Mexican Beans
This is a quick chilli, and can easily be adapted for meat eaters. Just add 500g mince, and brown it, before adding the beans. Then add some extra flavourings.
Beans:
- 1 1/2 cups dried pinto beans
- 2 Tablespoons whey (or lemon juice)
- 1 1/2 Teaspoon sea salt
- 1 Tablespoon olive oil
- 1 onion
- 2-3 cloves garlic
- 1 tin tomatoes in juice
- 1 teaspoon sea salt
- 1 Tablespoon chilli seasoning
- cayenne to taste
Garnish. Choose all or some of:
- chopped capsicum
- avocado or guacamole
- grated tasty cheese
- sour or kefired cream
The night before:
- Put the dried pinto beans in a panful of warm water. Add the whey and soak overnight.
- Decide what you’re going to serve with the beans ahead of time. If making pancakes, set flour to soak now.
The next morning:
- Drain and rinse the pinto beans
- Put them into a crockpot, and cover with water. They will soak up the water as they cook, so make sure there is about an inch of water covering them. Turn it on to Low and leave simmering all day.
- If you don’t have a crockpot, keep soaking during the day. Then rinse and set cooking in fresh water about 2 to 2.5 hours before you need the beans.
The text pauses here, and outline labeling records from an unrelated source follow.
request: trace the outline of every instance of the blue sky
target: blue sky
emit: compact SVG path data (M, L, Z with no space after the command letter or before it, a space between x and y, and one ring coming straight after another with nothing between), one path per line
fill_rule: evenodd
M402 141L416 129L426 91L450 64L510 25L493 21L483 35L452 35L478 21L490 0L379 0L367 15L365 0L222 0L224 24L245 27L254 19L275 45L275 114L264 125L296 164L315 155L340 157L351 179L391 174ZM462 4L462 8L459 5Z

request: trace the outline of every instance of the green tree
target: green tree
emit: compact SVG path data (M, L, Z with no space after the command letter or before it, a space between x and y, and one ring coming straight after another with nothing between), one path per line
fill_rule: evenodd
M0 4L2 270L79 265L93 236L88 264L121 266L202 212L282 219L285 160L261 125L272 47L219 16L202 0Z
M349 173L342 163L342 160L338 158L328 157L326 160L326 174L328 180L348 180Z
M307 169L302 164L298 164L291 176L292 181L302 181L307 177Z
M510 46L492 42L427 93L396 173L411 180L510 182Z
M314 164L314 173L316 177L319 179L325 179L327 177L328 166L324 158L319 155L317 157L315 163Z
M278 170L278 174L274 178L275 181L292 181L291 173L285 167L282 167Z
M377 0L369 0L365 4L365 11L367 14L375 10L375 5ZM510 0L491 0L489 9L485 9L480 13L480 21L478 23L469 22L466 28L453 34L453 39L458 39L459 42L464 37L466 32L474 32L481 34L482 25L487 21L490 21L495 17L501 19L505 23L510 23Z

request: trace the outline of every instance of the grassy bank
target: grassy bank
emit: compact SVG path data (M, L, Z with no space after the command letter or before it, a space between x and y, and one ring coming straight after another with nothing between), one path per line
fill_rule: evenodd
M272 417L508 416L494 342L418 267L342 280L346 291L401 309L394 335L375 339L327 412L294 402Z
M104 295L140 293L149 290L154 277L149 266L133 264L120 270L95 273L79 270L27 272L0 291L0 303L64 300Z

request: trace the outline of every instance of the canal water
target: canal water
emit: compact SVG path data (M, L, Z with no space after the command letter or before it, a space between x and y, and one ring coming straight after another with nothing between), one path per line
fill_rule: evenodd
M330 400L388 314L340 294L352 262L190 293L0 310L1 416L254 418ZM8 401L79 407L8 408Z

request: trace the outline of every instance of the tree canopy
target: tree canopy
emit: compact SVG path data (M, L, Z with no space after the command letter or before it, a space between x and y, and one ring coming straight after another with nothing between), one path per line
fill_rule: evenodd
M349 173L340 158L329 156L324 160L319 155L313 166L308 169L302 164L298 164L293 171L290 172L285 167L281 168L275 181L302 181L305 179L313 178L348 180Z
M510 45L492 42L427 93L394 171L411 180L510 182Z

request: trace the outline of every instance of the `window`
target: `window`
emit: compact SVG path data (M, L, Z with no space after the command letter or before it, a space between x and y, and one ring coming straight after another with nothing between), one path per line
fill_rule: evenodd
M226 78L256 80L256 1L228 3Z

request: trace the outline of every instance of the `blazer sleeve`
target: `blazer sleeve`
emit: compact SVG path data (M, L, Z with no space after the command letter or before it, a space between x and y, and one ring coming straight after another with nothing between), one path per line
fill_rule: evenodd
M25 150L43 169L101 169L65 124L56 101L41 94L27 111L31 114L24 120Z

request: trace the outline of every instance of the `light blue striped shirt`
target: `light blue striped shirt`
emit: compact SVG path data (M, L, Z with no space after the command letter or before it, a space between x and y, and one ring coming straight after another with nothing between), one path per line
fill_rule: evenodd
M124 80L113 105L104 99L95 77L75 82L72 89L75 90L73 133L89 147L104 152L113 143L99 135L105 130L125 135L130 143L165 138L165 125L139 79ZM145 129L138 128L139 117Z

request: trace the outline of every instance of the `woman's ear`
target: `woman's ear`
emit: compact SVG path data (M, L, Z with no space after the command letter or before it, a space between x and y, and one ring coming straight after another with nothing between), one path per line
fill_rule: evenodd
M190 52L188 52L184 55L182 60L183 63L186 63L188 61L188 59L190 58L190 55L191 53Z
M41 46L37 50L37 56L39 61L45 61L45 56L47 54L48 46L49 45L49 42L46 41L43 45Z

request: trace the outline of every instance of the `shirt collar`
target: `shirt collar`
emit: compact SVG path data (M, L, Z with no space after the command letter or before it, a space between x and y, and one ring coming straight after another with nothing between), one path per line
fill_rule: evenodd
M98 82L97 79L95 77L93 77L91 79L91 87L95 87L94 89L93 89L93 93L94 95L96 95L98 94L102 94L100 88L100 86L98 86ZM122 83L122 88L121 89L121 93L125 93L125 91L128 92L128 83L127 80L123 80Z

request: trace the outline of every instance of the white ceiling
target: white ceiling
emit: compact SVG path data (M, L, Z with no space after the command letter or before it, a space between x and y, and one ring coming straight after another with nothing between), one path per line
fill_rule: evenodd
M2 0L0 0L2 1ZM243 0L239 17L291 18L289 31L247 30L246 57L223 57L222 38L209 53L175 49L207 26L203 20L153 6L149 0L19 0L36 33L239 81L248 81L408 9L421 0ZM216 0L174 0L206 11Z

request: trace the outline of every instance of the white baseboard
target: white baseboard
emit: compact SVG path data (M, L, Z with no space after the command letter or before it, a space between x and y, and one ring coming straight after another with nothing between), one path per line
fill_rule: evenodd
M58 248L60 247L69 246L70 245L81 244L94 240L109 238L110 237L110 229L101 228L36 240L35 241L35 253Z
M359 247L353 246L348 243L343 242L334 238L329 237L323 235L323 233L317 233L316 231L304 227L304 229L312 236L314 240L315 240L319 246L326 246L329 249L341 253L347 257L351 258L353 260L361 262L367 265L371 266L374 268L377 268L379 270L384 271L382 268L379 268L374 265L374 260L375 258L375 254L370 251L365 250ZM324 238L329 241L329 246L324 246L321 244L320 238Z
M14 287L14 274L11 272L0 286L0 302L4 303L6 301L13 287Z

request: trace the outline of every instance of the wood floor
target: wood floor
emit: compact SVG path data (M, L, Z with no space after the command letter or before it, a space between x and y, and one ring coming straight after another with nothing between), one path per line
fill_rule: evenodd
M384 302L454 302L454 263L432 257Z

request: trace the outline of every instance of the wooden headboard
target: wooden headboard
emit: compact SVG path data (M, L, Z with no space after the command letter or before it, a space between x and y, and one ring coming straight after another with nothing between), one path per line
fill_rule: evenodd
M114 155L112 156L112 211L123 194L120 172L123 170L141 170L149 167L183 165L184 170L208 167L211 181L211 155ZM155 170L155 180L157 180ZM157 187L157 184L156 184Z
Check water periodically.
If you’re serving basic brown rice with the beans:
- Start the rice at least 2 hours before serving
When the beans are cooked:
If you’re serving pancakes, start them now, and as each one is cooked, pop it into the oven warming drawer
- Turn them off and stir in 1 ½ teaspoons sea salt, then drain
- Chop up onion & garlic & saute in olive oil
- Add cooked pinto beans and mix well.
- Whizz up the tin of tomatoes in a food processor (or chop well), and add.
- Add sea salt and chilli seasoning
- Let it simmer away for about 10 minutes. Partway through the cooking time, add enough cayenne to get it to the flavour you prefer
Serve with a side salad; and basic brown rice, corn chips or tacos, or wrapped in pancakes.